Summer conferences are just around the corner, and the LHC experiments are putting together O(1 fb) samples as we speak (in another post I will report on the progress of data collection at CMS, which has already collected over 650 inverse picobarns of useful data). It seems that this is a good time to make the point of where we stand with Higgs boson searches.

I am speaking, of course, of the Standard Model (C) Higgs boson, the only one which exists (maybe). Fancier concoctions, predicting five, eleven, or exp(pi) new scalars will be reviewed another day when I am under drugs.

\begin(short introduction)

To the benefit of the few of you who need an introduction, here is one: the Higgs boson, H, is a particle with the quantum numbers of the vacuum, a particle thought to provide all other massive bodies with the right amount of "inertia" by interacting of the latter as they propagate in empty space. H has never been detected in subnuclear experiments yet, but physicists have a pretty good idea of what its properties are: if it exists, and if the Standard Model is ultimately correct (although incomplete, yeah), then the existing data on the properties of massive particles contain some information on it. 

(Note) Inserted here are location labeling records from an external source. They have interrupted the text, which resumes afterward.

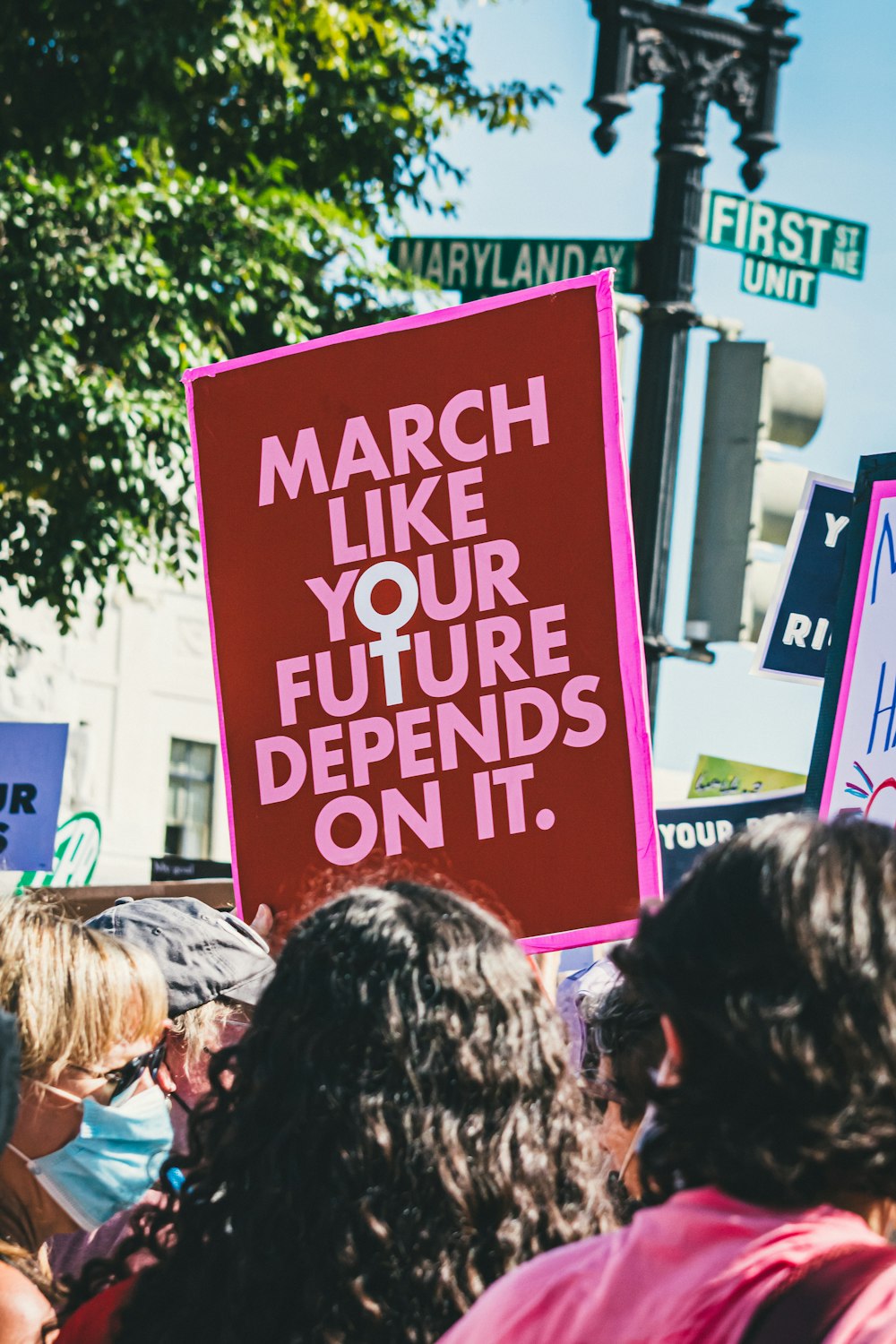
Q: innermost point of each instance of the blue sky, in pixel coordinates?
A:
(834, 124)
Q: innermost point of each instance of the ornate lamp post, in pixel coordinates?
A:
(699, 58)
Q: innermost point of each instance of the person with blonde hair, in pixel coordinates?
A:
(93, 1128)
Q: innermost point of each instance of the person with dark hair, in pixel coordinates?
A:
(397, 1129)
(624, 1048)
(771, 1152)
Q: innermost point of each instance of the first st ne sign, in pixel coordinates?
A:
(785, 234)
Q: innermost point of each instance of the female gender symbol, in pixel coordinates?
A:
(390, 642)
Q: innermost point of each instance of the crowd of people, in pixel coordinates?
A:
(392, 1132)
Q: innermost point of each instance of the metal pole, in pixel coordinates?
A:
(668, 268)
(699, 58)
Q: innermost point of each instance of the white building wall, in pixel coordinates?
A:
(125, 690)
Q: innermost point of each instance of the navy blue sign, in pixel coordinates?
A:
(796, 634)
(689, 828)
(32, 757)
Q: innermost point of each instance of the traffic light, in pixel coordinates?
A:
(747, 495)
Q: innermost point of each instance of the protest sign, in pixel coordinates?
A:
(74, 855)
(32, 757)
(719, 779)
(689, 828)
(424, 605)
(853, 765)
(796, 634)
(172, 868)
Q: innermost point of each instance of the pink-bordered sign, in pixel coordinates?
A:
(556, 499)
(853, 771)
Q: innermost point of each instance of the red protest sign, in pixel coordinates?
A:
(424, 610)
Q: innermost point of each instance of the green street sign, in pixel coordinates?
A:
(777, 280)
(485, 266)
(785, 234)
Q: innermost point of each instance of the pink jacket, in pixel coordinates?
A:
(689, 1271)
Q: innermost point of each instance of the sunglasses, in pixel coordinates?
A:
(124, 1081)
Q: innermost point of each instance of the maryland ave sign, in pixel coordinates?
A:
(482, 266)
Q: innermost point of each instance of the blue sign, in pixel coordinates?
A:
(688, 830)
(796, 633)
(32, 757)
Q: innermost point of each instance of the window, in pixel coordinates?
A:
(191, 781)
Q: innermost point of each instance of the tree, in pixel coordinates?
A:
(182, 183)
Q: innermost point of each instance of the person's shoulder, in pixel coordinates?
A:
(94, 1322)
(23, 1308)
(527, 1305)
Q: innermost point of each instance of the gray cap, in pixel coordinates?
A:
(203, 953)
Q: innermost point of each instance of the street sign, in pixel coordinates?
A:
(777, 280)
(785, 234)
(481, 268)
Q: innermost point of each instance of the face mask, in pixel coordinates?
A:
(112, 1161)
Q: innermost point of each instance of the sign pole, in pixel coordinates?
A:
(699, 58)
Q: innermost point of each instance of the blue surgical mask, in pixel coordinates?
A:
(112, 1161)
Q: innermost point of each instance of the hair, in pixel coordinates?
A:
(74, 992)
(201, 1031)
(625, 1029)
(397, 1129)
(774, 961)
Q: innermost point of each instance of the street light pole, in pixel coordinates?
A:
(699, 58)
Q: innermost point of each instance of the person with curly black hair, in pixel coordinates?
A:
(770, 1155)
(395, 1131)
(624, 1046)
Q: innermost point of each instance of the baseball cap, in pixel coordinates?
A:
(10, 1061)
(203, 953)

Indeed, through the comparison of precise measurements and theoretical predictions, we even know what the Higgs mass should be, albeit with some still sizable uncertainty. The mass of the Higgs boson is a crucial input to experimental searches, because it dictates how frequently the Higgs boson is produced, and even more to the point, how it disintegrates, and thus what are its decay signatures.

Right now physicists in CDF, DZERO, CMS, and ATLAS are searching Higgs signals in no less than a dozen different final states: pairs of W bosons, pairs of Z bosons, pairs of photons, pairs of b-quarks, pairs of tau leptons, pairs of top quarks. Also, these signatures may arise by themselves, or in association with additional b-quarks, or additional W or Z bosons, or additional top quarks. The mess is complete and thorough.

\end(short introduction)

So let me make a few points on the Higgs search, maybe for the last time before the particle is eventually found, or more likely, for the last time this spring. First of all, what do we know from existing searches and indirect limits ?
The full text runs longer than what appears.